There are two ‘indirect’ paths between \(X\) and \(Y\)

  1. \(X \leftarrow U \leftarrow A \rightarrow C \rightarrow Y\)
  2. \(X \leftarrow U \rightarrow B \leftarrow C \rightarrow Y\)

 

Path (2) is already blocked by a collider in \(B\). Path (1) needs to be blocked; we can’t condition on \(U\) since is not observed, so this leaves us either \(A\) or \(C\) (either will suffice).

The ‘backdoor’ criterion: example

The solution can also be found automatically using dagitty:

dag <- dagify(X ~ U, 
              Y ~ C+X,
              B~U+C,
              U~A,
              C~A,
              latent = "U")

adjustmentSets(dag, exposure="X", 
               outcome="Y" )
{ C }
{ A }

The do-operator

Pearl (1995) introduced a new operator to explicitly represents intervention on a variable

  • The do-operator (\(\text{do}(X = x)\)) represents setting \(X\) to a specific value \(x\).

  Adopting this notation the causal effect of interest is: \[P(Y=1 \mid \text{do}(X = 1)) - P(Y=1 \mid \text{do}(X = 0))\]

 

Adjustment formula

\[P(Y \mid \text{do}(X = x)) = \sum_{z} P(Y \mid X = x, Z = z) P(Z = z)\]

  • This provides a formal way to prove that we can estimate the causal effect either by intervening on \(X\), using a randomized control trial, or by measuring the confounder \(Z\) and adjusting (controlling) for it.

Final thoughts

Reasons why DAGs are useful

  • DAGs help us reason explicitly about causal pathways among variables of interest.

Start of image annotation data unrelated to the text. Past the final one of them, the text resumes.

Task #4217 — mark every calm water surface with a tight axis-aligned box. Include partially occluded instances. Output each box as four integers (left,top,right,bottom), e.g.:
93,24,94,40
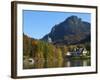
23,59,91,69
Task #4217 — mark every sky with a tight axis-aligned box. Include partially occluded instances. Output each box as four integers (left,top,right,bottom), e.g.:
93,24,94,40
23,10,91,39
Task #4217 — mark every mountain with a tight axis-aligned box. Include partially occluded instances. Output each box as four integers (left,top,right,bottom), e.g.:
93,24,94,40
41,16,91,44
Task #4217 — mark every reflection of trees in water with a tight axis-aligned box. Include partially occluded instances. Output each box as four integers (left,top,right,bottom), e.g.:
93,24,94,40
24,59,91,69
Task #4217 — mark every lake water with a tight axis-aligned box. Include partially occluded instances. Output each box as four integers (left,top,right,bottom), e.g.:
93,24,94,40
23,59,91,69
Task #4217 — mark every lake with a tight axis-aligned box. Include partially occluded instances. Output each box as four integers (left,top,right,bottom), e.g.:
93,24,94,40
23,58,91,69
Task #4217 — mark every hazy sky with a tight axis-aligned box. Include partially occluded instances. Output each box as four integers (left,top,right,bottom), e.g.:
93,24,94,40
23,10,91,39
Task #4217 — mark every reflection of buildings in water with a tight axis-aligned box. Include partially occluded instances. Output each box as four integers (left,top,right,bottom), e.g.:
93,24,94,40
83,60,88,66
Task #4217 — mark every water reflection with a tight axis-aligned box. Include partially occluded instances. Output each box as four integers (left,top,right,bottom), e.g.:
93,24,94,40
23,59,91,69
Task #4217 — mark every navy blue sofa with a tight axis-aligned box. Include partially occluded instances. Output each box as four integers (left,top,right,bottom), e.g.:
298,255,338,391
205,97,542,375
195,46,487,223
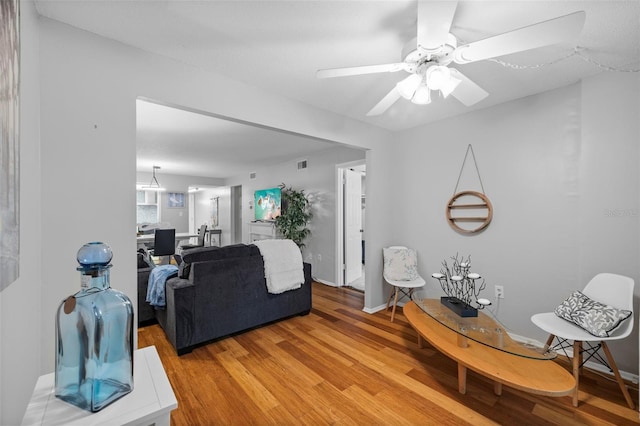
155,244,311,355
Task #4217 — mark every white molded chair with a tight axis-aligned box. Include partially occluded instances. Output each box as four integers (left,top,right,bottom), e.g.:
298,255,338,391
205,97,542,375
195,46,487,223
531,273,634,409
382,246,426,322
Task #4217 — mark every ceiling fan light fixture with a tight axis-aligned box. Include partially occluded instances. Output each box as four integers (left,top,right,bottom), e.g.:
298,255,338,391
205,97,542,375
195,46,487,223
427,65,451,90
140,166,165,191
396,74,422,100
411,84,431,105
440,76,462,99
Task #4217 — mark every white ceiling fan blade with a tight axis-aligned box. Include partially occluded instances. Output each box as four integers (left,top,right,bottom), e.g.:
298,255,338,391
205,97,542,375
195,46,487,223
418,0,458,50
449,68,489,106
367,87,400,117
453,11,586,64
316,62,406,78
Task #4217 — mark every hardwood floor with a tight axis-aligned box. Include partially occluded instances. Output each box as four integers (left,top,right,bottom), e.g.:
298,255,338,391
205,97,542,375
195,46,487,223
138,283,640,426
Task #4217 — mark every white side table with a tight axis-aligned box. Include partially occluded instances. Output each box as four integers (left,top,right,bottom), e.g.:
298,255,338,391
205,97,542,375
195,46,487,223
22,346,178,426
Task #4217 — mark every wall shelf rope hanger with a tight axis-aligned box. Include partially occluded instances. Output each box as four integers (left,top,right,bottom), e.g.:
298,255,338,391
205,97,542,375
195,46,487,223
446,144,493,234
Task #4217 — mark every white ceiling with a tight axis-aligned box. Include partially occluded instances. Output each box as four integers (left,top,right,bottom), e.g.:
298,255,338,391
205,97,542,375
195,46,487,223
36,0,640,175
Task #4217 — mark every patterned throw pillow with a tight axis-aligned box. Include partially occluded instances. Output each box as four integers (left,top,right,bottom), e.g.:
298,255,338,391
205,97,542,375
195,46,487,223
554,291,632,337
382,248,420,281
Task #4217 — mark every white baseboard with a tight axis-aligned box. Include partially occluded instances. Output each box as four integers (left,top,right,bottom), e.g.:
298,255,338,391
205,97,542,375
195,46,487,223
509,333,638,383
362,304,387,314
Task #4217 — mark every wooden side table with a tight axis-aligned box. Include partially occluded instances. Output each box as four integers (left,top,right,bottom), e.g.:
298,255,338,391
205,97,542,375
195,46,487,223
22,346,178,426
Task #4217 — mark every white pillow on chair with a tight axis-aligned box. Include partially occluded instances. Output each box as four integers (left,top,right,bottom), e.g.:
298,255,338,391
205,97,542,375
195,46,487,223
382,248,420,281
554,291,632,337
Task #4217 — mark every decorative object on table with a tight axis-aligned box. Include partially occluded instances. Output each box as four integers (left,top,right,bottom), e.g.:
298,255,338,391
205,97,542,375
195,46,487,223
447,144,493,234
55,242,133,412
0,0,20,291
276,183,312,249
431,254,491,317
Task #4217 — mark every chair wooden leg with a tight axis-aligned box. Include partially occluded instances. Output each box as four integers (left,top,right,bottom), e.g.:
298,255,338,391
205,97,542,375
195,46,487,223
602,342,634,410
391,287,398,322
387,287,396,311
573,340,582,407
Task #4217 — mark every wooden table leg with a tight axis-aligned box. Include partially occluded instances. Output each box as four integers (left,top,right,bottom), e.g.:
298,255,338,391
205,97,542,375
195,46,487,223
458,363,467,395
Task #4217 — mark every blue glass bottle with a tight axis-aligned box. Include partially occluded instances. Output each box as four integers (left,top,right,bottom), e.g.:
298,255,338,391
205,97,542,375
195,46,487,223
55,242,133,412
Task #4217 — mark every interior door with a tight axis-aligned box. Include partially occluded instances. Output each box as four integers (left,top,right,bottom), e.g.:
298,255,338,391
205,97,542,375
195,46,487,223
344,169,362,284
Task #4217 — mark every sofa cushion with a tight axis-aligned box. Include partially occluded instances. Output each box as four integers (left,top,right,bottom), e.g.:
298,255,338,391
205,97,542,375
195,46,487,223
138,251,152,269
178,244,260,279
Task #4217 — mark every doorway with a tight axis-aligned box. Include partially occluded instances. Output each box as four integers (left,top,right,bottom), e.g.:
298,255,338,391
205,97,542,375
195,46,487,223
336,160,366,291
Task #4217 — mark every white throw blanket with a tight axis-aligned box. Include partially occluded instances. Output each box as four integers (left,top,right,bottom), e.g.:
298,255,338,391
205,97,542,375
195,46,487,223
253,240,304,294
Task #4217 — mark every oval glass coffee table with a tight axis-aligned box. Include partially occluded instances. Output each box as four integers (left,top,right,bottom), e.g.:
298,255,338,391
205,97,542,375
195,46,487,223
403,291,576,396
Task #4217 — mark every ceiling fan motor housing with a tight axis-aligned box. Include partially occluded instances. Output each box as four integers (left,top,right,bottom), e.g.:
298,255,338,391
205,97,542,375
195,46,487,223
402,33,458,73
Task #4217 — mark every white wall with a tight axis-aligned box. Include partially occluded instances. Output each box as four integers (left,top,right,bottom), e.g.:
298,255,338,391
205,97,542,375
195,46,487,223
136,172,224,232
0,2,41,425
227,146,366,283
195,186,231,246
395,74,640,373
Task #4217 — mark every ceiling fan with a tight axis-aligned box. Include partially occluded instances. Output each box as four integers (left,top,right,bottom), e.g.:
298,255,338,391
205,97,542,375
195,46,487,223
317,0,586,116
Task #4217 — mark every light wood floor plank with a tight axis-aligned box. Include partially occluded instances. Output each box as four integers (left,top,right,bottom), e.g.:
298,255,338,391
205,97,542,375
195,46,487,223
138,283,640,426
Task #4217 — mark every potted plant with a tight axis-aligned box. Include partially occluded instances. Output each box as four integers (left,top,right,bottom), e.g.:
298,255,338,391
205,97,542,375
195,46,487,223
276,183,312,249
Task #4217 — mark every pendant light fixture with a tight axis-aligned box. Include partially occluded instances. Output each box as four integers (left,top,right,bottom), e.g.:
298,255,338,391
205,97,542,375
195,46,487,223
139,166,165,191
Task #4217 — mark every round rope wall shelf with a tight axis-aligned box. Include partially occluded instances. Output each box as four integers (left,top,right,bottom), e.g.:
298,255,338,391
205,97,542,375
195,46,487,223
447,191,493,234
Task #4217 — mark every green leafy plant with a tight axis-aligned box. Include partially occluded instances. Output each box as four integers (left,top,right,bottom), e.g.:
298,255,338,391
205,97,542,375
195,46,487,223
276,183,312,248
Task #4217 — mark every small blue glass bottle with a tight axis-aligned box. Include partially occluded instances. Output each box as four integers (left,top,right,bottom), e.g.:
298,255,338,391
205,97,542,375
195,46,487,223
55,242,133,412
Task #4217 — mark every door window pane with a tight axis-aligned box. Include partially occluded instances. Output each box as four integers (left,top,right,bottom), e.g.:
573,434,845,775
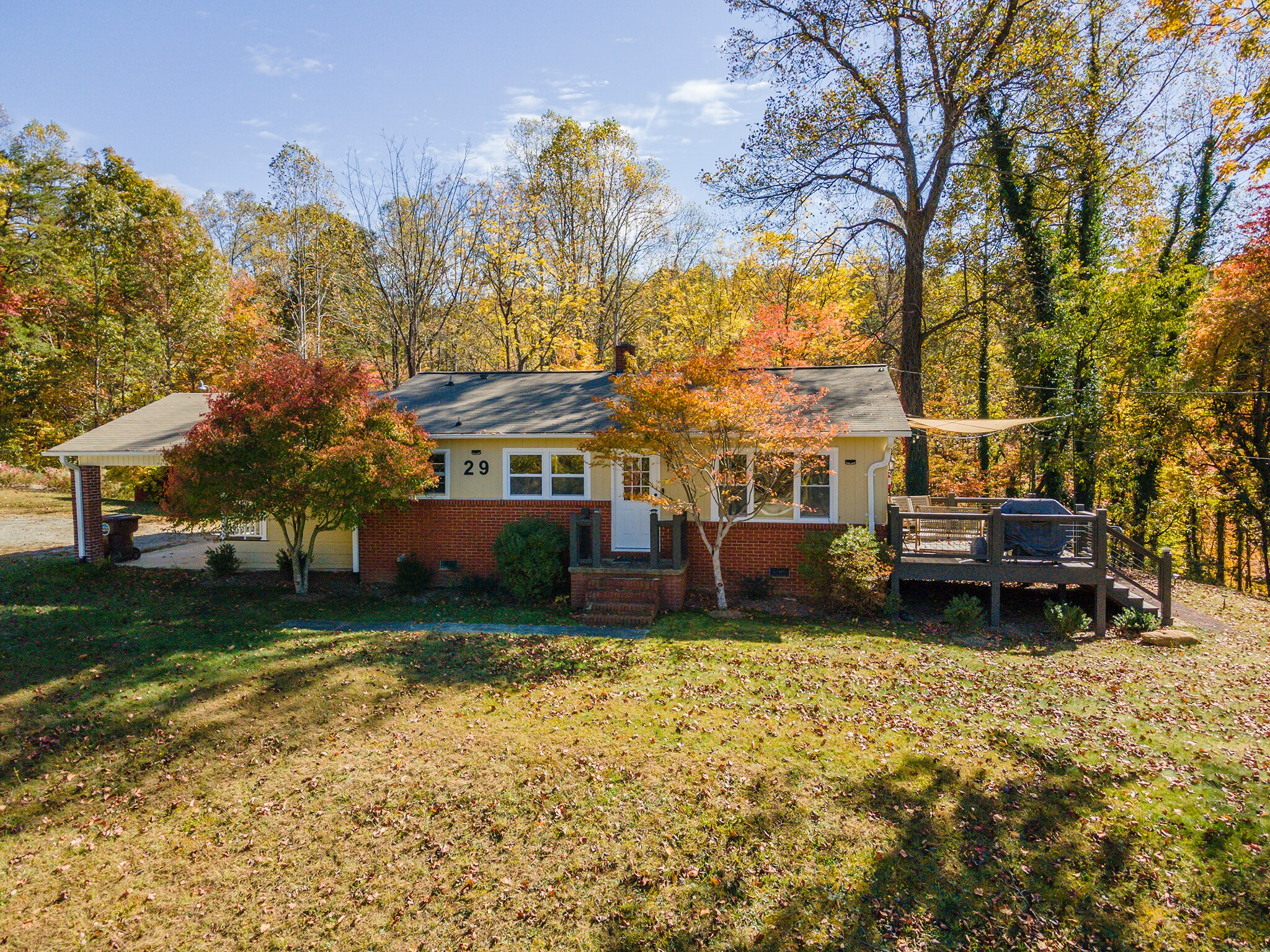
507,453,542,496
551,453,587,496
623,456,653,499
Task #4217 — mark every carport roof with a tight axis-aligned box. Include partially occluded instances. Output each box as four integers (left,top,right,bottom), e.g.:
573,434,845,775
42,394,210,456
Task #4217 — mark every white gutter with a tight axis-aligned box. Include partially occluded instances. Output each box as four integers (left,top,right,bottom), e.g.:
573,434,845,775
57,456,87,562
865,437,894,534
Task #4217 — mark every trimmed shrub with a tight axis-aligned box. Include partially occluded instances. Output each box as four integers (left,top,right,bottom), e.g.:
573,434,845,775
799,526,890,612
396,552,433,596
207,542,242,579
1044,602,1090,635
944,596,983,632
274,549,309,583
1111,608,1160,633
494,517,569,602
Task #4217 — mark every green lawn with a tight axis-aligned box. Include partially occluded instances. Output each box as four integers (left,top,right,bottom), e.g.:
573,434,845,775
0,561,1270,951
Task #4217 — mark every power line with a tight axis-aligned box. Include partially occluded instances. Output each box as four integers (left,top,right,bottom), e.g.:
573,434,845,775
892,367,1270,396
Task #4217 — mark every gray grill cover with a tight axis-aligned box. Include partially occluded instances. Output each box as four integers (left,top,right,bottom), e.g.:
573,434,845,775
1001,499,1072,558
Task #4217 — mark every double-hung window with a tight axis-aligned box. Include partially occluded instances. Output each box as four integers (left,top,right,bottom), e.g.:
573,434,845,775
423,449,450,499
715,453,833,522
504,449,587,499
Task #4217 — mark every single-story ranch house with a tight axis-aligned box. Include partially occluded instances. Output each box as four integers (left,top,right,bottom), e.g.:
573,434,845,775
45,349,910,602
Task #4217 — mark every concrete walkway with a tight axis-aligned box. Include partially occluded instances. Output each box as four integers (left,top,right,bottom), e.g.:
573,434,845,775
278,618,647,638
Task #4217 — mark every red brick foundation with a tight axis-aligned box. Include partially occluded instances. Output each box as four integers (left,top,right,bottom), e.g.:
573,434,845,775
358,499,611,581
358,499,842,599
685,522,846,597
71,466,105,562
569,566,688,612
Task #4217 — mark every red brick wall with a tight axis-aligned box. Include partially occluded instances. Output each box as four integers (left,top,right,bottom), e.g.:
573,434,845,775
358,499,611,581
685,522,845,596
358,499,829,596
71,466,105,562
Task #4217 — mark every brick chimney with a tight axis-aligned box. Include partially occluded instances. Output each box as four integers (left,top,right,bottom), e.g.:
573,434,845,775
613,344,635,373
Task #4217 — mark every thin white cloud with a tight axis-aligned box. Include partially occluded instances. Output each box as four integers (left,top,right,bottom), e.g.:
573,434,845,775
155,173,206,202
667,79,767,126
246,43,332,77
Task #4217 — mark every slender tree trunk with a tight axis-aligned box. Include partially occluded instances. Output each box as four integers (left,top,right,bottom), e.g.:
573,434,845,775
1248,519,1270,598
1235,518,1243,591
1217,509,1225,586
899,229,931,496
979,303,992,474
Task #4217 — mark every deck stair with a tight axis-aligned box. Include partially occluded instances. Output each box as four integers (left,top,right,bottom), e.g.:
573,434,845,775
583,575,660,628
887,496,1173,635
1108,574,1160,618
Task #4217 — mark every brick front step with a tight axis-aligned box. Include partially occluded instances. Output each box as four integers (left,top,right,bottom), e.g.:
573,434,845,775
587,597,657,615
590,575,660,596
580,612,653,628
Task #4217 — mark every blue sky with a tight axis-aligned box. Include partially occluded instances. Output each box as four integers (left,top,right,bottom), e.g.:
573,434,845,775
0,0,763,208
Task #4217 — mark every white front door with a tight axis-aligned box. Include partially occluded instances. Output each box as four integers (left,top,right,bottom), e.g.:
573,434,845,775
612,456,657,552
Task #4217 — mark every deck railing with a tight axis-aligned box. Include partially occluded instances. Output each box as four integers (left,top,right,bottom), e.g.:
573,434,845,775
1108,526,1173,625
888,496,1173,635
890,506,1096,563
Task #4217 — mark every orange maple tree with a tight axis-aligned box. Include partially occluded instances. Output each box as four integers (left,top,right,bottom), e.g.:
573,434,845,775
164,351,435,594
580,353,841,608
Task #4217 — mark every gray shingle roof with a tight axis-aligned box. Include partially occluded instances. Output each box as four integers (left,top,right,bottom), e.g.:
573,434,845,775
389,364,909,438
43,364,909,456
43,394,210,456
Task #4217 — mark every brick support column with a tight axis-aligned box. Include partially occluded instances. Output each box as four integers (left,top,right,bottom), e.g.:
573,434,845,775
75,466,105,562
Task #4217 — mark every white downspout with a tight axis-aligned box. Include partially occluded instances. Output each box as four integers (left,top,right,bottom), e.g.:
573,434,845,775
865,437,895,536
57,456,87,562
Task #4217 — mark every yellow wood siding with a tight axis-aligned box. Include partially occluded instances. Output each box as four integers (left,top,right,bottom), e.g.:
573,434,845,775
434,435,888,524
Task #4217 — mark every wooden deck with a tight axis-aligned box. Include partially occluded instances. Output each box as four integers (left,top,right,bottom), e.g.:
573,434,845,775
888,496,1172,635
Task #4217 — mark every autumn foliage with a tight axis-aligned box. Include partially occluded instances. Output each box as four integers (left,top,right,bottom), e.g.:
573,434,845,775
165,351,434,593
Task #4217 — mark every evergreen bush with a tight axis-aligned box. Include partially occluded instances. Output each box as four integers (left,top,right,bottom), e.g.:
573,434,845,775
494,517,569,603
799,526,890,613
944,596,983,632
1044,602,1090,635
207,542,242,579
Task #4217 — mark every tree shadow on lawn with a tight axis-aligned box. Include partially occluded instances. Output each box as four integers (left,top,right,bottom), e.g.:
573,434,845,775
0,560,634,830
603,738,1270,952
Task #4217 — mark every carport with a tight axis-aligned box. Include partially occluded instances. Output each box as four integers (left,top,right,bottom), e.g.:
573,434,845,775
41,394,208,562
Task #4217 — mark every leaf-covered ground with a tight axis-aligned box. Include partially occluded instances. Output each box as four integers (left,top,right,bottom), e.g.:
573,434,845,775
0,562,1270,950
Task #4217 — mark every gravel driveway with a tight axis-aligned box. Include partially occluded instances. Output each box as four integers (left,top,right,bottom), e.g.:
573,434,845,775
0,514,201,556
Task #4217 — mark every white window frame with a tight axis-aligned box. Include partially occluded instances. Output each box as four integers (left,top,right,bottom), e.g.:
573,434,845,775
414,449,455,499
503,447,590,501
221,518,269,542
710,447,841,526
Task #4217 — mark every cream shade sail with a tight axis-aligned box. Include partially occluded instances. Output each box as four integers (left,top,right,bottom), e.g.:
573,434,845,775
908,416,1054,437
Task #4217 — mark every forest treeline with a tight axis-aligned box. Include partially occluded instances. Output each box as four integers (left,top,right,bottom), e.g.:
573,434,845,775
7,0,1270,586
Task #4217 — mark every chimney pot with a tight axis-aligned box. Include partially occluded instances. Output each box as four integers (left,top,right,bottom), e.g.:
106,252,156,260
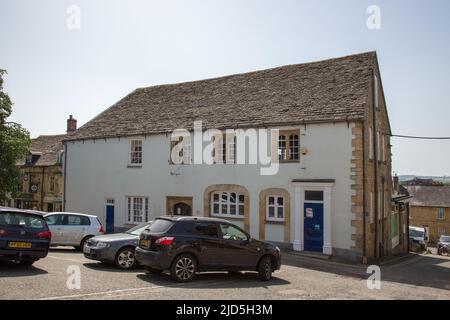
67,115,77,133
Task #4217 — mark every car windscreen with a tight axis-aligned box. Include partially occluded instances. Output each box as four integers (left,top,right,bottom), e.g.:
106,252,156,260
146,219,173,233
409,229,424,238
125,221,153,236
0,212,46,229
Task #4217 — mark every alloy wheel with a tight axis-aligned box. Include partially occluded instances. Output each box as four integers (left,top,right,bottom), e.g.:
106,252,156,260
175,257,195,280
117,250,135,269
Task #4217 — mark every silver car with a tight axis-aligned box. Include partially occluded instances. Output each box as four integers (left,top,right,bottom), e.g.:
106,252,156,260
83,222,152,270
45,212,105,250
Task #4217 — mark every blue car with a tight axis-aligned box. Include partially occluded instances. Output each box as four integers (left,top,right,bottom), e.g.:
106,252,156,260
0,207,52,266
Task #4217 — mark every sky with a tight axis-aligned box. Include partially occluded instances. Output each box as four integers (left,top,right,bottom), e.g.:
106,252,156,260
0,0,450,176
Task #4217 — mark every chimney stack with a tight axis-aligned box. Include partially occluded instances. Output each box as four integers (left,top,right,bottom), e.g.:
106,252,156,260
67,115,77,133
394,174,399,193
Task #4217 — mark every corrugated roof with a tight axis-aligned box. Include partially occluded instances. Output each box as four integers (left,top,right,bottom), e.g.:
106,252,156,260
65,52,376,140
406,186,450,207
18,134,68,166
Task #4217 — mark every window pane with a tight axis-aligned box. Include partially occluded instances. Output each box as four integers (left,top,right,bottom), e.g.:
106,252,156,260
193,222,219,238
220,224,247,241
221,204,228,214
277,207,284,219
277,197,284,206
305,191,323,201
239,204,244,216
269,207,275,218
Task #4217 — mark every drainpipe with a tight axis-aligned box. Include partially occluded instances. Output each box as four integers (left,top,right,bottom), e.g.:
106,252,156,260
380,177,386,257
372,69,379,258
62,142,67,211
41,167,45,211
362,122,367,264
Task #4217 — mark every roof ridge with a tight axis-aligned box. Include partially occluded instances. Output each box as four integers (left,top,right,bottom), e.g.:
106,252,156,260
134,51,377,91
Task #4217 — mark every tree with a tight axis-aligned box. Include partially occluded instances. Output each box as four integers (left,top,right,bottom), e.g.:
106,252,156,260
0,69,31,202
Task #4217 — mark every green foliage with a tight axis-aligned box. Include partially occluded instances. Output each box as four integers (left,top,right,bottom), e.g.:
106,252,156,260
0,69,31,202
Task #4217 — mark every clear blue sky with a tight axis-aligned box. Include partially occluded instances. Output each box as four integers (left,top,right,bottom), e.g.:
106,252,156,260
0,0,450,175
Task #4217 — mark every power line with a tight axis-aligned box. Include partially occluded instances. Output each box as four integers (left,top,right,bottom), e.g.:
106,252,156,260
392,134,450,140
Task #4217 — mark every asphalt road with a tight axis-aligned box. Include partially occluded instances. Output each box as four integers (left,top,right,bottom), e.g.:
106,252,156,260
0,249,450,300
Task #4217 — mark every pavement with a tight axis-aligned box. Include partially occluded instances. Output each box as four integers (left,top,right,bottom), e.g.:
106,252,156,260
0,248,450,300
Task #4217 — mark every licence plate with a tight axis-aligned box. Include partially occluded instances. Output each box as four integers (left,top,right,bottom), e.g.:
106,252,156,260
8,242,31,249
141,239,150,248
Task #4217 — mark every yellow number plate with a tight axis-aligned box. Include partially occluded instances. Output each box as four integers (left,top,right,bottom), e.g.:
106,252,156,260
9,242,31,249
141,240,150,248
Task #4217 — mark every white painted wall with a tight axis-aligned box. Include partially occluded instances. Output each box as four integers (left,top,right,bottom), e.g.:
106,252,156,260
66,123,354,249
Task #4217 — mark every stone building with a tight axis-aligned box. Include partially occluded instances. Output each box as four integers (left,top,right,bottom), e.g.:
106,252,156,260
406,185,450,242
11,116,77,212
64,52,395,261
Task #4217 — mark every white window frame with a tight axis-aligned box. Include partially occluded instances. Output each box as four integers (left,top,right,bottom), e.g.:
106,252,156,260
266,195,286,222
210,191,245,219
128,139,144,167
438,208,445,221
125,196,149,224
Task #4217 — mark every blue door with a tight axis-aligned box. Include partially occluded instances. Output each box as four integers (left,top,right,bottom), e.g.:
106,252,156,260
303,202,323,252
106,204,114,233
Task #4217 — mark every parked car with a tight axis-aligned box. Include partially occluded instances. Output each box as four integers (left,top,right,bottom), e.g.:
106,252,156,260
83,222,152,270
437,235,450,255
409,226,429,251
136,216,281,282
45,212,105,250
0,207,52,266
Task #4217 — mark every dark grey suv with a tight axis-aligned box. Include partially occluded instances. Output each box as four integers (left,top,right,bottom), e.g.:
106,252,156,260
136,216,281,282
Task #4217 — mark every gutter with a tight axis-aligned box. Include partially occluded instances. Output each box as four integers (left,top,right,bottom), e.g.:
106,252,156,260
372,69,379,258
62,142,67,211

  • By expressing our theory as a DAG, we can use D-separation to derive and test its implications.

  • Drawing a DAG and checking for backdoor paths provides a principled way to decide which variables to adjust for when estimating causal effects.

  • Graphical causal models offer a rigorous, transparent method for stating and scrutinizing causal assumptions.

Causal inference is hard

  • Attempting to draw plausible a DAG can be a highly uncomfortable experience, as it fully exposes our uncertainty about our object of study.

  • DAGs make our assumptions transparent and easier to critique.

  • Unless we are able to intervene (RCT) a single study rarely offers conclusive evidence.

  • Establishing a convincing causal DAG requires broad, convergent evidence from multiple design and studies to constrain the plausible causal mechanisms.

Limitations of DAGs

  • DAGs are “the simplest possible” model; they clarify assumptions but cannot replace fully mechanistic, dynamic models.

  • Acyclic graphs can’t capture feedback or highly interconnected systems (e.g., the brain, the economy). Such systems systems exhibit complexity (e.g. sensitivity dependence on initial conditions) that DAGs cannot capture.

References

  • McElreath, R. (2020). Statistical rethinking: A Bayesian course with examples in R and Stan (2nd ed.). Chapman and Hall/CRC
  • Pearl, J., Glymour, M., & Jewell, N. P. (2016). Causal inference in statistics: A primer. Wiley.
  • Pearl, J. (2009). Causality: Models, Reasoning, and Inference. Cambridge University Press.
  • Rohrer, J. M. (2018). Thinking clearly about correlations and causation: Graphical causal models for observational data. Advances in Methods and Practices in Psychological Science, 1(1), 27–42.